5. Never be afraid to ask.
“Ask where the benevolence is and don’t spend your time dwelling on anger and resentment toward the people who aren’t inclined to help you. The world owes you nothing and as a musician, you’re not entitled to anything but you can most certainly ask for what you need and see who is heeding your call.”

To learn more about the book, click here.
You can also follow Amanda Palmer on Twitter here.

BuzzFeed

Let’s Talk About AMERICANAH By Chimamanda Ngozi Adichie

The fact that Americanah is not the long-awaited masterpiece does not mean that Adichie is a writer of note or that has lost touch.

Masterpiece for Adichie was Half of a Yellow Sun which told the tragic period in the history of contemporary African struggle of Biafra and even that terrible blow to the stomach of The Purple Hibiscus , the delicate and touching story of a little girl who knew too early religious intolerance and the darker side of her country, Nigeria.
And the strength of the author’s right here: to make the reality of the Nigerian public interest, Americanize, somehow.

AMERICANAH

The distance between Nigeria and the United States is enormous, not only in terms of kilometers. Leaving for a new world by abandoning one’s life is difficult, even if that world has the traits of a paradise, but for Ifemelu it is necessary. Arriving in America, Ifemelu must learn again to speak and behave. Ifemelu never knew being black: it turns out in the United States, where the company seems stratified by color. Exasperated, Ifemelu decides to give voice to their discontent from the pages of a blog. Her post will quickly win a large audience of readers, who grows up to open in Ifemelu unexpected and fortunate opportunities on the professional and private.

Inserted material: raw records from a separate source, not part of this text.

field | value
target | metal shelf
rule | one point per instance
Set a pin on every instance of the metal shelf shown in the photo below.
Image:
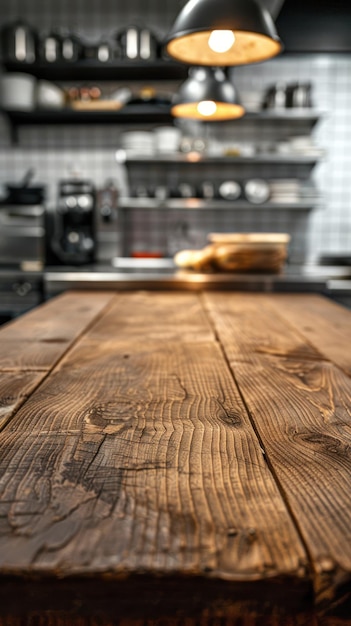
(199, 158)
(95, 70)
(130, 114)
(211, 205)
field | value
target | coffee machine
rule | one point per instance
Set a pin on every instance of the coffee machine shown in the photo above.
(70, 226)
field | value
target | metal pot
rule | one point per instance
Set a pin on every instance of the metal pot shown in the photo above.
(19, 42)
(299, 95)
(138, 43)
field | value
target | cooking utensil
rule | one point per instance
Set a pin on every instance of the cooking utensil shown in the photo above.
(19, 42)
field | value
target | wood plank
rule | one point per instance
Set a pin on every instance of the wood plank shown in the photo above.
(39, 338)
(301, 410)
(324, 323)
(249, 327)
(170, 316)
(15, 388)
(241, 619)
(140, 457)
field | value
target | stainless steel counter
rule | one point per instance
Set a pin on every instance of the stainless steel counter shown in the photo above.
(293, 279)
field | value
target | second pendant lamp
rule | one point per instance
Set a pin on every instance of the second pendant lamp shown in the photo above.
(207, 95)
(223, 33)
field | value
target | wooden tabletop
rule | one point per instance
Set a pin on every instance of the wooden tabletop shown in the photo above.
(178, 457)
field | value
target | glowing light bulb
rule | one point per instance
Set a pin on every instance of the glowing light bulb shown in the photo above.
(221, 40)
(207, 108)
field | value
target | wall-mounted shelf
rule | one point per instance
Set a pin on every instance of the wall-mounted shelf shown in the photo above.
(130, 114)
(189, 204)
(109, 71)
(199, 158)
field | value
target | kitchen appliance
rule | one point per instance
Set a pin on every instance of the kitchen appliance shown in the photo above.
(22, 236)
(106, 222)
(23, 193)
(138, 43)
(19, 42)
(70, 226)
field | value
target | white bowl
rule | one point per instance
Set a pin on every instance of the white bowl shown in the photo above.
(18, 91)
(49, 95)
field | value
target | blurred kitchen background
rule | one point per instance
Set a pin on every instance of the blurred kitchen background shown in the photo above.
(296, 137)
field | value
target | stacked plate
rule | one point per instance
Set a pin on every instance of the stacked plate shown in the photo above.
(285, 190)
(138, 142)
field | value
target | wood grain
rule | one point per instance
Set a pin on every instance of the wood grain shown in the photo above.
(15, 387)
(323, 323)
(142, 458)
(302, 412)
(139, 465)
(158, 316)
(39, 338)
(249, 327)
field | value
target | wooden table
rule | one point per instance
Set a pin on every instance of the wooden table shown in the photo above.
(176, 459)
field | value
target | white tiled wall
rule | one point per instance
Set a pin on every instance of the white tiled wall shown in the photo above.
(53, 150)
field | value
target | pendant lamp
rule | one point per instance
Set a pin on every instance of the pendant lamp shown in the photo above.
(207, 95)
(223, 33)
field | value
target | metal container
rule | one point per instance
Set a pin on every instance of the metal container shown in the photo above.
(19, 42)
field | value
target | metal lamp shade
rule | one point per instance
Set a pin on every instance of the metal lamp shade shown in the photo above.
(255, 35)
(207, 85)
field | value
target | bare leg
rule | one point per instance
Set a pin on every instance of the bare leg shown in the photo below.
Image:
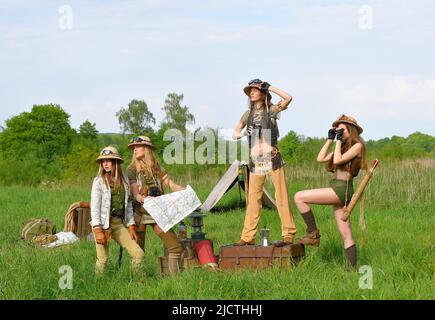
(346, 234)
(344, 227)
(315, 196)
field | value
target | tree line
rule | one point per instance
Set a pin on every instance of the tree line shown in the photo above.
(40, 146)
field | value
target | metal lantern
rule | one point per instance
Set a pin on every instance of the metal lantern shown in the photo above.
(197, 224)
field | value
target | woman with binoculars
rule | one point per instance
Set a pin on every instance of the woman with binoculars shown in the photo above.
(147, 178)
(265, 158)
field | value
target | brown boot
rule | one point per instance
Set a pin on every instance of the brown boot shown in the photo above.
(311, 238)
(243, 243)
(285, 242)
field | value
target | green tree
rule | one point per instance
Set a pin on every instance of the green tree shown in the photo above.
(88, 130)
(177, 116)
(136, 118)
(45, 131)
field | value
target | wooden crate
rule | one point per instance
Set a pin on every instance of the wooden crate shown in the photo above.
(259, 257)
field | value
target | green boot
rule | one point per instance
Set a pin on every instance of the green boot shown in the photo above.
(311, 238)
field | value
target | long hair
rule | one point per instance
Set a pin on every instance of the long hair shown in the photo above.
(357, 163)
(115, 175)
(147, 164)
(267, 101)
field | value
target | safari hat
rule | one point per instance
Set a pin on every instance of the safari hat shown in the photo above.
(256, 84)
(109, 153)
(349, 120)
(141, 141)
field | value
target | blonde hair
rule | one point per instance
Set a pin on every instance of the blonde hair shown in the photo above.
(114, 175)
(146, 164)
(357, 163)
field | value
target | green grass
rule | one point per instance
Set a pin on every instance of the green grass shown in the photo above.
(398, 244)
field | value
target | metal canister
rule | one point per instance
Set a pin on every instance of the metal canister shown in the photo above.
(265, 233)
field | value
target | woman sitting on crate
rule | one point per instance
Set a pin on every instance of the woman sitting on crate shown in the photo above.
(111, 210)
(147, 179)
(265, 158)
(345, 162)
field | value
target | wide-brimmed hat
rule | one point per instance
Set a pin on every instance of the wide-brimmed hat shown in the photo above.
(109, 153)
(349, 120)
(247, 90)
(141, 141)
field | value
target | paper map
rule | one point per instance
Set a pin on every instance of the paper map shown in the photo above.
(171, 208)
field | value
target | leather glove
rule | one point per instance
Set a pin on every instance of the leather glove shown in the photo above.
(265, 86)
(154, 192)
(331, 134)
(133, 234)
(108, 233)
(340, 134)
(100, 236)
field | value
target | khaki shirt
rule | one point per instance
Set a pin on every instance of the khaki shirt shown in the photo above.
(274, 111)
(146, 180)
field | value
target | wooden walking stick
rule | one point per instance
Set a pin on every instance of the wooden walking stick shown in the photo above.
(359, 192)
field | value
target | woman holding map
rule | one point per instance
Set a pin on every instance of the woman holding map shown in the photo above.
(147, 178)
(111, 210)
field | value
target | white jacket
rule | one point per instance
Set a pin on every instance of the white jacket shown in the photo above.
(100, 204)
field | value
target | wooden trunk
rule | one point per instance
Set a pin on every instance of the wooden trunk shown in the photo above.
(259, 257)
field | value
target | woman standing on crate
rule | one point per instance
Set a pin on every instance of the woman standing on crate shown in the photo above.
(345, 162)
(147, 178)
(265, 158)
(111, 210)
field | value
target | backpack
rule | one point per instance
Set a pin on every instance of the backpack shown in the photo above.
(37, 226)
(77, 219)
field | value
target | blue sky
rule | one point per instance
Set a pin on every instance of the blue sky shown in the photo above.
(317, 51)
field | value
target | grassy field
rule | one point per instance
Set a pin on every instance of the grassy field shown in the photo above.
(398, 244)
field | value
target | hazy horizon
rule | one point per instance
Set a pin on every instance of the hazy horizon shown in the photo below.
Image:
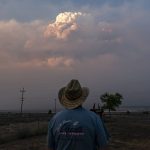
(44, 44)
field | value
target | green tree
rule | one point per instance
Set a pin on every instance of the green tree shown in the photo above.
(111, 101)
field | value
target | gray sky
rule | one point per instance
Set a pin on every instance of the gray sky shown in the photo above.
(44, 44)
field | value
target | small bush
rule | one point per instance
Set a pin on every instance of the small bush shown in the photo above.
(23, 133)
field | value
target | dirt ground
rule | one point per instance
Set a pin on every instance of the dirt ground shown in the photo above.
(128, 132)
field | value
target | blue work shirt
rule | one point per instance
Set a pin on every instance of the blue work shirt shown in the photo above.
(76, 129)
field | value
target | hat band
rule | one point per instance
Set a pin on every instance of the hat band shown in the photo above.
(74, 95)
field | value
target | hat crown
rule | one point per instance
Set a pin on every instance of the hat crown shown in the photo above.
(73, 90)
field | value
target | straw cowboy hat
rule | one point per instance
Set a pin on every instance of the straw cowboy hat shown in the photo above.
(73, 95)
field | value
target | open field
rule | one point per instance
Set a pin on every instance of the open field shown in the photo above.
(128, 132)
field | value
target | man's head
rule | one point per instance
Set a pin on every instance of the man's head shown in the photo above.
(73, 95)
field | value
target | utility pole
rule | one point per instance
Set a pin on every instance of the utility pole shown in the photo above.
(22, 97)
(55, 104)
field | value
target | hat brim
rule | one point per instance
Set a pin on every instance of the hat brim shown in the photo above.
(75, 103)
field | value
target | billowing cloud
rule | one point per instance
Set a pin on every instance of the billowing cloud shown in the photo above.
(64, 24)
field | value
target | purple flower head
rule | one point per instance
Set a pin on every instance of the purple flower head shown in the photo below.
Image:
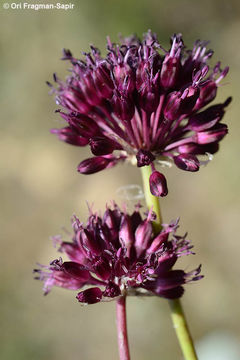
(142, 103)
(119, 254)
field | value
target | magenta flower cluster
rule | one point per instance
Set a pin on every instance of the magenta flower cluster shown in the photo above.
(119, 254)
(143, 103)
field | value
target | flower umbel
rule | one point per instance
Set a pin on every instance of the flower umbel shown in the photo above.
(119, 254)
(141, 103)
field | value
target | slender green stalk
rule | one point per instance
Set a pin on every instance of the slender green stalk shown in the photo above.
(182, 330)
(123, 346)
(177, 314)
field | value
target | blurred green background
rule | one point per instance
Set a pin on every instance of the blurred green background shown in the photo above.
(40, 188)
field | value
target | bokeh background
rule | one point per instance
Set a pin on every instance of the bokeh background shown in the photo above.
(40, 188)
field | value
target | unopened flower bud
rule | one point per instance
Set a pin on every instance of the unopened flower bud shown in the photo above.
(158, 184)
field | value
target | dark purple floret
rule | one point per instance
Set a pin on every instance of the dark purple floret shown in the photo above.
(119, 254)
(141, 103)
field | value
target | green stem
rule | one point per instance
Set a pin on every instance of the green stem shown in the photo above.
(177, 314)
(182, 330)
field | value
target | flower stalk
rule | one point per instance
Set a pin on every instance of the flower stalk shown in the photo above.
(123, 346)
(177, 314)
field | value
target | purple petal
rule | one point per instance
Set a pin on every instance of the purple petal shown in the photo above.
(187, 162)
(75, 270)
(101, 146)
(144, 157)
(158, 184)
(217, 133)
(143, 235)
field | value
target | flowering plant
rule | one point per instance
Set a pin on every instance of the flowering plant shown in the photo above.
(146, 105)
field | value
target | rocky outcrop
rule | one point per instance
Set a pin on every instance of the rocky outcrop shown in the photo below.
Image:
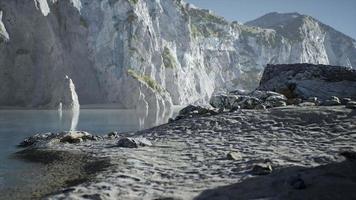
(327, 83)
(65, 96)
(4, 36)
(48, 139)
(149, 54)
(254, 100)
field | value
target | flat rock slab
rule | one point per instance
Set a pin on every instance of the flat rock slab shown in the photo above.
(189, 155)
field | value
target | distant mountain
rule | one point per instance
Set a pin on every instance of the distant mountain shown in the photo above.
(148, 54)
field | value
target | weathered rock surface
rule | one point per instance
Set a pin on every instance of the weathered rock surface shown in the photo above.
(189, 157)
(56, 138)
(149, 54)
(253, 100)
(133, 142)
(308, 80)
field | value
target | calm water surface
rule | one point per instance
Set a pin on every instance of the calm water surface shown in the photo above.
(15, 125)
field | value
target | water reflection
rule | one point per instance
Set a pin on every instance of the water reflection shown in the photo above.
(15, 125)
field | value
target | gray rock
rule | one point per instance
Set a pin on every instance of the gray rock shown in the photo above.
(294, 101)
(351, 105)
(195, 110)
(304, 104)
(113, 134)
(234, 156)
(297, 183)
(344, 101)
(133, 142)
(333, 101)
(261, 107)
(62, 137)
(350, 155)
(259, 170)
(308, 80)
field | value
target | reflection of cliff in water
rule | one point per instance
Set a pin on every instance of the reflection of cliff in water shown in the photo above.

The author says it will investigate “how you learn to be blacks in America, “and the novel, written by a century-long mold, only goes from the loneliness of immigrants, fear of white Americans, even the word black.

Among long flashbacks (reflections on American blacks by a black American is not the right insight, unfortunately) imagine a thread of dissatisfaction at the end of the 458 pages of Americanah.
There is something extremely boring at the end of the events of Ifemelu, something that does not have the innovative thinking that, but that is little more than an old chats on a world-known.